Ну что ж, старик подметил все верно: цивилизация портит всех, даже ослов.
Пока мы беседовали, омлет и сыр незаметно исчезли, а вина в бутылке оставалось ровно столько, чтобы чокнуться в последний раз: мы наполнили стаканы, чокнулись, выпили и покинули трактир.
– Так что же наш капитан? – спросил я, едва мы оставили позади деревню.
– Ах да, капитан… Так слушайте же. Это случилось утром в день сражения, двадцать девятого сентября. Я все помню, словно это было вчера, а ведь прошло уже тридцать четыре года. Как быстро бежит время! Тогда минула всего неделя, как я женился, и в то время я снимал дом, который теперь мой. Накануне сражения я заночевал в Ибахе, а на выходе из гостиницы был остановлен четырьмя гренадерами, доставившими меня к генералу; я не знал, что со мной собираются сделать.
«Ты говоришь по-французски?» – спросил он меня.
«Это мой родной язык».
«Давно ты живешь в этом краю?»
«Уже пять лет».
«И ты хорошо его знаешь?»
«Черт возьми! Полагаю, что знаю».
«Это хорошо! Капитан, – продолжал генерал, повернувшись к офицеру, ожидавшему его распоряжений, – вот тот, кто вам нужен. Если он вас проведет, выплатите ему награду; если же предаст, прикажите его расстрелять».

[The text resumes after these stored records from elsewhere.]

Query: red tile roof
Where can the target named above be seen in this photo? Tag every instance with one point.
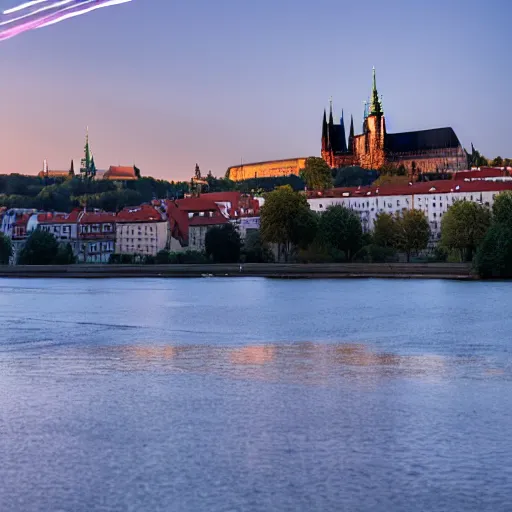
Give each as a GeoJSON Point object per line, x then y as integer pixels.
{"type": "Point", "coordinates": [58, 218]}
{"type": "Point", "coordinates": [484, 172]}
{"type": "Point", "coordinates": [22, 219]}
{"type": "Point", "coordinates": [207, 221]}
{"type": "Point", "coordinates": [178, 215]}
{"type": "Point", "coordinates": [429, 187]}
{"type": "Point", "coordinates": [53, 174]}
{"type": "Point", "coordinates": [120, 173]}
{"type": "Point", "coordinates": [196, 204]}
{"type": "Point", "coordinates": [143, 213]}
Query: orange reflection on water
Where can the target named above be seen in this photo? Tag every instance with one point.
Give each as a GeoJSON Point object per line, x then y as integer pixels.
{"type": "Point", "coordinates": [257, 354]}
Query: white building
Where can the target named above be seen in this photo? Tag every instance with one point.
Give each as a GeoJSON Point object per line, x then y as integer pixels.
{"type": "Point", "coordinates": [432, 198]}
{"type": "Point", "coordinates": [141, 230]}
{"type": "Point", "coordinates": [63, 226]}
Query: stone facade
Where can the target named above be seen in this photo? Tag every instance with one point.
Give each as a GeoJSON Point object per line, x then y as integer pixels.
{"type": "Point", "coordinates": [437, 150]}
{"type": "Point", "coordinates": [270, 169]}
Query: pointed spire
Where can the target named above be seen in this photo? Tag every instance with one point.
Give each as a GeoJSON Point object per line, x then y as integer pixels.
{"type": "Point", "coordinates": [343, 136]}
{"type": "Point", "coordinates": [324, 131]}
{"type": "Point", "coordinates": [351, 135]}
{"type": "Point", "coordinates": [92, 168]}
{"type": "Point", "coordinates": [375, 105]}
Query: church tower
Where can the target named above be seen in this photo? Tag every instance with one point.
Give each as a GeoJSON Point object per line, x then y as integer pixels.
{"type": "Point", "coordinates": [374, 155]}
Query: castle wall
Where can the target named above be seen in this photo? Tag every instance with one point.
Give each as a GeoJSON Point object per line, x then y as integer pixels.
{"type": "Point", "coordinates": [450, 159]}
{"type": "Point", "coordinates": [272, 169]}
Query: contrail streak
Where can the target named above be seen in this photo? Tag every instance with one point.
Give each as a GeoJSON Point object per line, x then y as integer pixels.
{"type": "Point", "coordinates": [53, 5]}
{"type": "Point", "coordinates": [24, 6]}
{"type": "Point", "coordinates": [108, 3]}
{"type": "Point", "coordinates": [54, 11]}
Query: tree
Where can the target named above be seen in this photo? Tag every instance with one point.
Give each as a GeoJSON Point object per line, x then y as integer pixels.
{"type": "Point", "coordinates": [41, 248]}
{"type": "Point", "coordinates": [5, 249]}
{"type": "Point", "coordinates": [497, 162]}
{"type": "Point", "coordinates": [340, 229]}
{"type": "Point", "coordinates": [463, 227]}
{"type": "Point", "coordinates": [385, 230]}
{"type": "Point", "coordinates": [316, 174]}
{"type": "Point", "coordinates": [65, 255]}
{"type": "Point", "coordinates": [413, 232]}
{"type": "Point", "coordinates": [256, 250]}
{"type": "Point", "coordinates": [223, 244]}
{"type": "Point", "coordinates": [494, 256]}
{"type": "Point", "coordinates": [502, 208]}
{"type": "Point", "coordinates": [163, 257]}
{"type": "Point", "coordinates": [287, 220]}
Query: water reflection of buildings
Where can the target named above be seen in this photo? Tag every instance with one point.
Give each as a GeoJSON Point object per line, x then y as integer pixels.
{"type": "Point", "coordinates": [311, 363]}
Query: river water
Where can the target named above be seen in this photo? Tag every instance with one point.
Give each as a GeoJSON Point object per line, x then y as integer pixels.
{"type": "Point", "coordinates": [255, 395]}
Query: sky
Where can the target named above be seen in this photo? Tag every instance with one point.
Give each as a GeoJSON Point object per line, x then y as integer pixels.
{"type": "Point", "coordinates": [166, 84]}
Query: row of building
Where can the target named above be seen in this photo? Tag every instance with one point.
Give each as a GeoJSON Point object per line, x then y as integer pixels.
{"type": "Point", "coordinates": [143, 230]}
{"type": "Point", "coordinates": [433, 198]}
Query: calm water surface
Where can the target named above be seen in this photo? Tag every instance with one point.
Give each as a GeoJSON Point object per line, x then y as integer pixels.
{"type": "Point", "coordinates": [255, 395]}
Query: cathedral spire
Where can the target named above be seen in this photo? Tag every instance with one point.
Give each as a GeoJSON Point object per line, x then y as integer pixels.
{"type": "Point", "coordinates": [343, 136]}
{"type": "Point", "coordinates": [85, 164]}
{"type": "Point", "coordinates": [324, 131]}
{"type": "Point", "coordinates": [351, 135]}
{"type": "Point", "coordinates": [324, 126]}
{"type": "Point", "coordinates": [375, 105]}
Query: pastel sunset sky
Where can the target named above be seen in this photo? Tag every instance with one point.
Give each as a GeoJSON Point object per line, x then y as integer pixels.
{"type": "Point", "coordinates": [164, 84]}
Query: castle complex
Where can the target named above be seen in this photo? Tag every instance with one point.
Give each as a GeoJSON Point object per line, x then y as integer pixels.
{"type": "Point", "coordinates": [421, 151]}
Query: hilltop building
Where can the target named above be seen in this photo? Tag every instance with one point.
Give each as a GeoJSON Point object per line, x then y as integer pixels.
{"type": "Point", "coordinates": [421, 151]}
{"type": "Point", "coordinates": [47, 173]}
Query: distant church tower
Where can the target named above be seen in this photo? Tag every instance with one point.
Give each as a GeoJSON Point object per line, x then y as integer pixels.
{"type": "Point", "coordinates": [373, 155]}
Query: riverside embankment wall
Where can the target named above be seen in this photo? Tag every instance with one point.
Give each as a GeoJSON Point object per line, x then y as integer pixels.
{"type": "Point", "coordinates": [276, 270]}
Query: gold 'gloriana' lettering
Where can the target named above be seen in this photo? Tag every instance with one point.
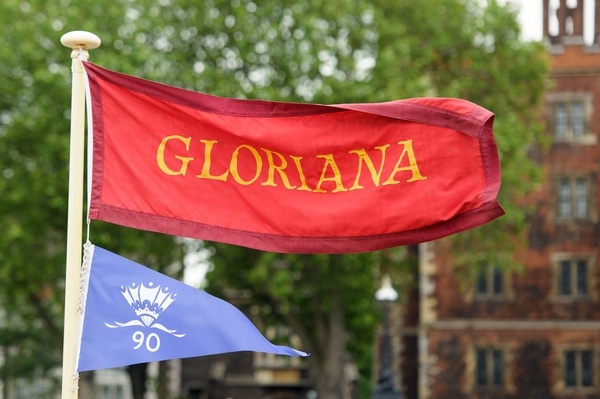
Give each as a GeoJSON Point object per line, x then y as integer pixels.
{"type": "Point", "coordinates": [330, 180]}
{"type": "Point", "coordinates": [160, 156]}
{"type": "Point", "coordinates": [412, 165]}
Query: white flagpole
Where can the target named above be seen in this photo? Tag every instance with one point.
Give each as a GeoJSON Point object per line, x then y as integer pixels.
{"type": "Point", "coordinates": [80, 42]}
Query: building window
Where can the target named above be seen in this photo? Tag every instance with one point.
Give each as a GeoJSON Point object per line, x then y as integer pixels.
{"type": "Point", "coordinates": [573, 278]}
{"type": "Point", "coordinates": [490, 283]}
{"type": "Point", "coordinates": [573, 194]}
{"type": "Point", "coordinates": [569, 120]}
{"type": "Point", "coordinates": [578, 368]}
{"type": "Point", "coordinates": [490, 365]}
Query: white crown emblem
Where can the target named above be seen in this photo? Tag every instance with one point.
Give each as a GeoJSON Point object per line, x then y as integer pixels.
{"type": "Point", "coordinates": [148, 301]}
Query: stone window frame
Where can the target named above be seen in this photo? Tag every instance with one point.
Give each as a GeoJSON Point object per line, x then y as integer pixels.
{"type": "Point", "coordinates": [471, 368]}
{"type": "Point", "coordinates": [591, 214]}
{"type": "Point", "coordinates": [507, 293]}
{"type": "Point", "coordinates": [561, 386]}
{"type": "Point", "coordinates": [552, 99]}
{"type": "Point", "coordinates": [557, 259]}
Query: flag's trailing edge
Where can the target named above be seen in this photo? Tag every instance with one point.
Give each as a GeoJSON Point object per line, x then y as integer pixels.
{"type": "Point", "coordinates": [289, 177]}
{"type": "Point", "coordinates": [133, 314]}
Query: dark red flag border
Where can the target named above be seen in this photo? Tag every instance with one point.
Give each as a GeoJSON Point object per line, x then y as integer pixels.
{"type": "Point", "coordinates": [477, 124]}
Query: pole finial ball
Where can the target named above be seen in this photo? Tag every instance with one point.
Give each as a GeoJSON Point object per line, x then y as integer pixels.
{"type": "Point", "coordinates": [80, 39]}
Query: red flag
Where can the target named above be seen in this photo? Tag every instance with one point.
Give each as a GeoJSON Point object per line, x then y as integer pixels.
{"type": "Point", "coordinates": [289, 177]}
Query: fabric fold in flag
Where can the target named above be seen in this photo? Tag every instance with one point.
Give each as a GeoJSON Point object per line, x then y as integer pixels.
{"type": "Point", "coordinates": [133, 314]}
{"type": "Point", "coordinates": [288, 177]}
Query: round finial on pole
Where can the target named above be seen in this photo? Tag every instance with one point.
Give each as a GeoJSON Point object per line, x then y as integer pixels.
{"type": "Point", "coordinates": [80, 39]}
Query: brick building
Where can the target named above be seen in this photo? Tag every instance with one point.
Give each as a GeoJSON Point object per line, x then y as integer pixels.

«Ты слышал?» – обратился ко мне капитан.
«Да, господин офицер», – ответил я.
«Тогда вперед марш!»
«Но куда же?»
«Ты узнаешь об этом позже».
«Но ведь…»
«Вперед! И без возражений, или я тебя прикончу».
Ответить на это было нечего, и я повиновался. Мы углубились в долину. Когда же Шёненбух, где стояли французские аванпосты, остался позади, капитан сказал, глядя мне в лицо:
«Дело еще не кончено: теперь надо свернуть в ту или другую сторону и вывести нас выше селения Муотаталь: нам там кое-что предстоит сделать; и остерегайся, чтобы мы не столкнулись с каким-нибудь вражеским отрядом. Предупреждаю, что при первом же выстреле, – с этими словами он выхватил ружье из рук солдата, который нес их два, покрутил его, как тросточку, а затем опустил так, что приклад ружья остановился всего в двух дюймах от моей головы, – я тебя прикончу».
«Но, в конце концов, – попытался возразить я, – ведь это будет не моя вина, если…»
«Я тебя предупредил, так что веди себя соответствующим образом. И более ни слова, ступай вперед».
В рядах солдат воцарилось полное молчание: мы вступили в горы; поскольку требовалось скрыть наше продвижение от русских, стоявших лагерем у Муоты, я завел отряд французов в ельник, который вы видите перед собой: он тянется дальше, за мой дом. Когда мы оказались рядом с домом, я обернулся к капитану.
«Господин офицер, – сказал я ему, – вы позволите мне предупредить жену?»
«А, разбойник, – ответил он, ударив меня прикладом между лопаток, – ты хочешь нас предать?»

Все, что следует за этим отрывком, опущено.